An 'alarming trend': Comptroller's office progressing in ban of state business with anti-fossil fuel companies

Government
Glennhegar
Texas Comptroller of Public Accounts Glenn Hegar | Texas Comptroller of Public Accounts

Earlier this year, Texas Lt. Gov. Dan Patrick asked the Texas Comptroller’s Office to add financial behemoth BlackRock to the official list of companies boycotting energy companies in Texas under recent legislation, Senate Bill 13, meant to prevent state funds from being invested in companies that boycott Texas’ primary industries, oil and gas.

Patrick’s request could mean that state contracts with BlackRock are over, and BlackRock was one of many companies warned of possible contract severance last month. The Comptroller's Office says the request is part of a “long-term concern.”

“We are currently working to establish suitable candidates for the divestment list related to SB 13,” the Comptroller’s office said in a statement to Austin Journal. “We have been tasked with examining an extremely large universe of financial companies, and it would not be appropriate to comment on a single firm prior to releasing the full initial list of companies subject to the divestment provisions in SB 13.”

Last year during Texas' 87th Legislative Session, the Texas Legislature passed SB 13, also known as the Oil and Gas Investment Protection Act (SB13), which prohibits state entities such as pensions from investing in financial companies boycotting energy companies, Austin Journal previously reported. More specifically, the law requires the Comptroller of Public Accounts to maintain a list of companies which refuse to do business with or penalize energy companies because they do not pledge to meet regulatory standards beyond applicable state and federal law. 

Subsequently, letters are sent to the companies listed alerting them that the state of Texas will divest from their company or fund should they continue their boycott of energy companies. Last month, Texas Comptroller Glenn Hegar warned 19 financial firms that they may lose their contracts with the state if they continue to divest from fossil fuels. The Austin Journal reported that 19 companies to receive letters from Hegar are Abrdn, PLC; BlackRock; BNP Paribas; Credit Suisse Group AG; Danske Bank A/S; HSBC Holdings PLC; Invesco, Ltd.; JPMorgan Chase & Co.; Jupiter Fund Management, PLC; Man Group, PLC; NatWest Group, PLC; Nordea Bank Abp; Rathbones Group, PLC; Schroders, PLC; Sumitomo Mitsui Trust Holdings, Inc.; Svenska Handelsbanken AB; Swedbank AB; UBS Group AG and Wells Fargo & Co.
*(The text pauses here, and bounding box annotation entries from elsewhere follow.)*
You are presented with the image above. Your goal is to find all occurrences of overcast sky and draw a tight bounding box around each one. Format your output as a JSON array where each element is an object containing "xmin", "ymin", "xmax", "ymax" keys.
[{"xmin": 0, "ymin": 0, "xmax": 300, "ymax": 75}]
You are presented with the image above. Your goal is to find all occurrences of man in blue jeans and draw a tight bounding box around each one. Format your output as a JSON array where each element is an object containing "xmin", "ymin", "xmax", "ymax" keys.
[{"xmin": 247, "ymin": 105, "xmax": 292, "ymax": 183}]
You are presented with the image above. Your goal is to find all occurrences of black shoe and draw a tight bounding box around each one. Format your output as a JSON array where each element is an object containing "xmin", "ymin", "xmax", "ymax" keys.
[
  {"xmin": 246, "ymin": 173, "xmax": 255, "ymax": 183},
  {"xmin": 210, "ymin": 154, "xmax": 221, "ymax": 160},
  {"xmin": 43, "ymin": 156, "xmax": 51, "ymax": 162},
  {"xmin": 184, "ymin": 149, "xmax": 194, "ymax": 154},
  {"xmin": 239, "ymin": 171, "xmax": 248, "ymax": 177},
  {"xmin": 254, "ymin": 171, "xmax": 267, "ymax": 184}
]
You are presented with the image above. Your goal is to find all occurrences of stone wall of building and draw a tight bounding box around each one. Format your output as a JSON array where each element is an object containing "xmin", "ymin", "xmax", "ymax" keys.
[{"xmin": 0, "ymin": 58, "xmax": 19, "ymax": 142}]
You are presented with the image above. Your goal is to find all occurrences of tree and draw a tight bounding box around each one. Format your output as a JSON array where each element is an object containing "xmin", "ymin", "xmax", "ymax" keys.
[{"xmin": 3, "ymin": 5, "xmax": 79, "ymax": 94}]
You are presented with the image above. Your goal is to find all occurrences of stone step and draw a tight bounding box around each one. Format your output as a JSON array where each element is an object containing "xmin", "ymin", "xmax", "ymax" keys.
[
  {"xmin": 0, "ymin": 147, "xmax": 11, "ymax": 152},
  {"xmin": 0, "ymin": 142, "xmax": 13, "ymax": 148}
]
“Our research thus far shows that some companies are telling us and other energy-producing states one thing, and then turning around and telling their liberal clients in other states another thing,” Hegar said in a March 16 press release. “On one hand, they push net-zero and other environmental, social and governance (ESG) policies and use their influence and the dollars under their management to limit access to capital for Texas oil and gas firms. Then these same firms tell Texas and other energy states that they’re committed to the fossil fuel sector.”

The 60-day timeline for them to respond is upcoming.

In his letter, Patrick cited several instances where he believes BlackRock Chairman and CEO Larry Fink has directly discriminated against the oil and gas industry.

"These statements indicate that BlackRock is capriciously discriminating against the oil and gas industry by exiting investments solely because companies do not subscribe to a ‘net zero’ policy beyond what is required by law,” Patrick wrote

Earlier this year, BlackRock Chairman and CEO Larry Fink communicated in a letter that while BlackRock is highly focused on a net zero goal, "[d]ivesting from entire sectors – or simply passing carbon-intensive assets from public markets to private markets – will not get the world to net zero." Fink went on to say that "BlackRock does not pursue divestment from oil and gas companies as a policy."

In a Jan. 28 response to Lt. Gov. Patrick, the comptroller stated that BlackRock’s letter “is inconsistent with our unwavering support of the Texas oil and gas industry.”

Hegar’s office added that the concern with the divestment list is with the increased promotion of the environmental, social and governance (ESG) investment trend. ESG investing is another non-financial layer of analysis increasingly adopted by companies to identify risks and opportunities. 

“As [Hegar] has noted when discussing other similar efforts including divestment lists related to companies boycotting Israel or doing business with Iran, the agency is focused on creating a transparent and defendable process that not only reliably identifies current suitable candidate companies, but also creates a framework for highlighting potential future candidates,” the comptroller’s office statement said. 

The office added that contracting provisions outlined in SB 13 are currently in place; those provisions require any company entering into a contract with the state to attest that they do not boycott the fossil fuel industry and prohibit any contract with a company that cannot make that attestation. 

“Comptroller Hegar is committed to safeguarding the Texas economy and Texas jobs,” the statement said. “Texas lawmakers could have singled out one company, but they understood that approach would not have the impact needed to address this alarming trend.”